The Commonwealth Institute in London has been torn down to establish the Design Museum instead. The Institute, which was an important post-war building in the British capital, was added by the UK heritage body to the list of the demolished iconic buildings of the 20th century. The building was constructed in the 1960s and was revamped afterward by John Pawson and OMA.

Also, read about UNESCO’s heritage sites that were designed by great architects.

All that is left of this magnificent post-war masterpiece is the roof structure over the central pavilion, which had to be propped up during reconstruction as everything beneath it was demolished,” commented the director of Twentieth Century Society, Catherine Croft. Society is a British charity that aims to safeguard British design and architecture.

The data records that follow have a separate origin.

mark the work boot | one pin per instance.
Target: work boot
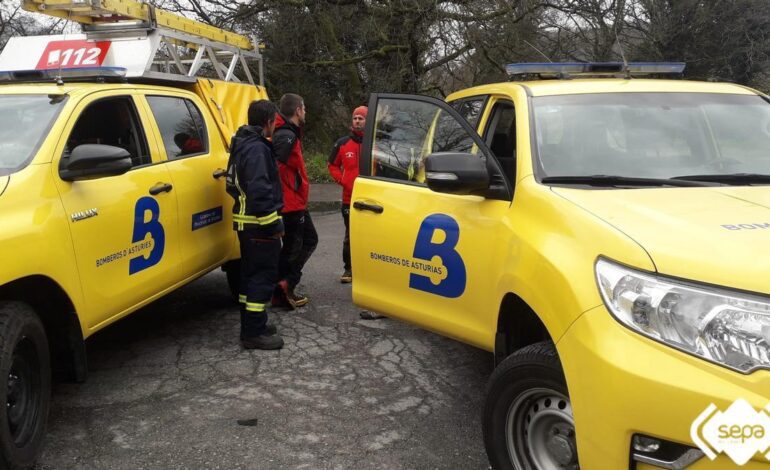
(279, 301)
(297, 299)
(294, 299)
(265, 341)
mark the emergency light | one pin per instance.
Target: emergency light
(593, 69)
(77, 74)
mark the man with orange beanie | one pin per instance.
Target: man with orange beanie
(343, 166)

So, to all intents and purposes this Grade II* building has been lost,” Croft added.

The building’s original design was created by RMJM or (Robert Matthew and Stirrat Johnson-Marshall), and it resided at Kensington High Street, west of London.

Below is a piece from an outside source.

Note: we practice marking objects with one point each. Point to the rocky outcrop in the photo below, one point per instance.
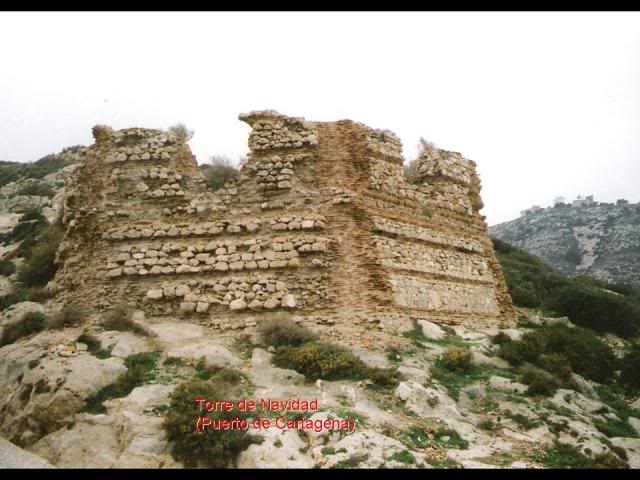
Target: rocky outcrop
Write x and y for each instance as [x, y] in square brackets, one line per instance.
[586, 237]
[320, 223]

The iconic building used to feature a tiered interior, a saddle-shaped roof, and several magnificent terraces. The edifice started facing problems shortly after its inauguration in 1962 and the sky-rocketing restorations caused it to be sold in the end.

The repairs, which were done by Pawson and OMA in 2016, came after long years of neglect and resulted in preserving the exterior while entirely changing the interior.

The interior central podium, flying staircase, elliptical balconies, ancillary library block, and verdant landscaping with flagpole walkway were as integral to the design of the Commonwealth Institute as the hyperbolic¬ paraboloid roof, yet they have all been lost,” Catherine Croft stated.

This is not the fault of the Design Museum or their architects, but The Royal Borough of Kensington and Chelsea and Historic England who both failed to ensure it got the protection it deserved,” she added.

The site is now swamped by luxury flats. This was definitely not the appropriate conservation-¬led approach that a Grade II* listed site of international importance deserved, especially one that is also a registered park and garden in a conservation area.”

Other buildings that were heritage listed but were eventually torn down are the Brynmawr rubber factory in Wales and Pimlico Comprehensive School in London.

“The most worrying aspect of these cases is that they demonstrate that even listing is not reliably protecting C20 buildings,” Croft explained.